Must the resident freeholder reside upon his freehold? The plaintiff so insists. We find no such limitation urged or considered in any case or suggested in any text. Nor can we see any reason to justify such a limitation so long as benefits and obligations of residence and rights of freehold ownership are the same to all resident freeholders throughout the area. No showing is here made that by the annexation of the Fifteenth Addition into the City of Great Falls either these rights or these duties will become otherwise. See McCormick v. Board of Commissioners of Johnson County, supra.
When does the freeholder become a resident? Under R.C.M. 1947, § 83-303, upon the union of act and intent. Obviously this becomes a question of evidence. The record shows that the seventh nonprotestant, the one whose residence was most disputed, had bought a freehold and moved his family onto it at least sixty days before the protest date. Freehold ownership was admitted. They lived there first in a trailer, then in a basement they had built on the freehold. While living in the basement, they built a home on another freehold owned by them, two doors away from the basement but within the Addition. When this was ready, they moved into it. They received their mail at this residence They sent their children to the local school.

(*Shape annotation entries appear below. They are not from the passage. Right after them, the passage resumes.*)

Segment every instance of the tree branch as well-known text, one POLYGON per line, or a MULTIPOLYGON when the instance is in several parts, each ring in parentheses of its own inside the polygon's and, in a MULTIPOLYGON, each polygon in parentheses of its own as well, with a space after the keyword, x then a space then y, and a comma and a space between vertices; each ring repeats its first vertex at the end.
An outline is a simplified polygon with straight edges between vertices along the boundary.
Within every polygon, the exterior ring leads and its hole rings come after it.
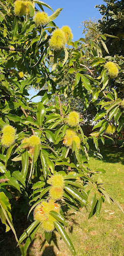
POLYGON ((107 96, 104 91, 103 91, 103 94, 104 96, 105 96, 105 97, 106 98, 106 99, 108 99, 107 96))
POLYGON ((91 74, 91 76, 93 76, 91 70, 90 70, 90 69, 89 69, 89 68, 88 68, 88 67, 87 67, 85 65, 84 65, 83 64, 81 64, 81 63, 80 63, 80 65, 82 67, 84 67, 84 68, 85 68, 88 70, 88 71, 89 71, 89 72, 91 74))
MULTIPOLYGON (((22 110, 22 112, 23 113, 24 115, 26 116, 26 117, 28 117, 28 116, 27 114, 26 113, 25 110, 22 108, 22 106, 20 106, 20 108, 21 109, 21 110, 22 110)), ((33 133, 33 135, 35 135, 35 132, 34 132, 34 129, 33 129, 33 128, 31 128, 31 130, 32 131, 32 133, 33 133)))
MULTIPOLYGON (((59 94, 57 94, 57 96, 58 96, 58 99, 59 99, 59 106, 60 106, 60 112, 61 112, 61 115, 62 118, 63 118, 63 114, 62 114, 62 106, 61 106, 61 101, 60 101, 60 97, 59 97, 59 94)), ((62 123, 64 123, 63 121, 62 121, 62 123)))
POLYGON ((14 47, 6 47, 5 46, 0 46, 0 49, 3 49, 4 50, 7 50, 7 51, 15 51, 16 52, 25 52, 26 50, 21 49, 19 48, 14 48, 14 47))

They did not change their prior voting residence, but no election occurred. None of this was disputed. The wife testified:
"Q. Why did you sell your home in Highwood? A. Well, we just decided we were getting too up in years to repair it and fix it and go to all that work. It was so demolished we didn't want to put any more work on it, and we decided that we would make our home in Great Falls."
From this evidence the district court found this man to be a resident of the area to be annexed. With this we agree.
"If the intention to establish a permanent residence be ascertained, the recency of the establishment, though it may have been for a day only, is immaterial." 1 Kent's Commentaries, Lecture IV, (14th ed.) page 104.
Which controls, the protest date or the annexation date? Again we have found no suggestion in any reported case examined that such later date should control. We are impressed with the City's argument that the final date for protest as set forth in the notice that resolution of annexation has been passed is the only logical date to end the right of protest. It is definite, it is fixed and it is unalterable. As the present case illustrates, and as was implied by the Indiana Supreme Court in Taggart v. Claypool, supra, the rights of the protestants should not be subject to the convenience of the city council nor should the rights of the nonprotestants and of the City be vulnerable to the legal manoeuvres of the protestants.
*302 Plaintiff's citations of Sharkey v. City of Butte, 52 Mont. 16, 155 P. 266, and Dietrich v. City of Deer Lodge, 124 Mont. 8, 218 P.2d 708, are not in point. There is no showing here of any irregularity in the city's proceedings; the actions are clearly within the power of a municipal corporation under the annexation statute; the lower court is not shown to be in error; and we entertain no doubt that the seven disputed nonprotesting resident freeholders are within the purview of that state.
As stated, no questions are raised as to the regularity of the annexation proceedings nor as to the bona fides of the City and the protestants. Likewise, the constitutionality of R.C.M. 1947, § 11-403, is not questioned. We intend no precedent should such questions be raised in some later litigation. We decide the appeal before us.
For the reasons stated the judgment of the district court is affirmed.
HARRISON C.J., and BOTTOMLY, ANGSTMAN and ADAIR, JJ., concur.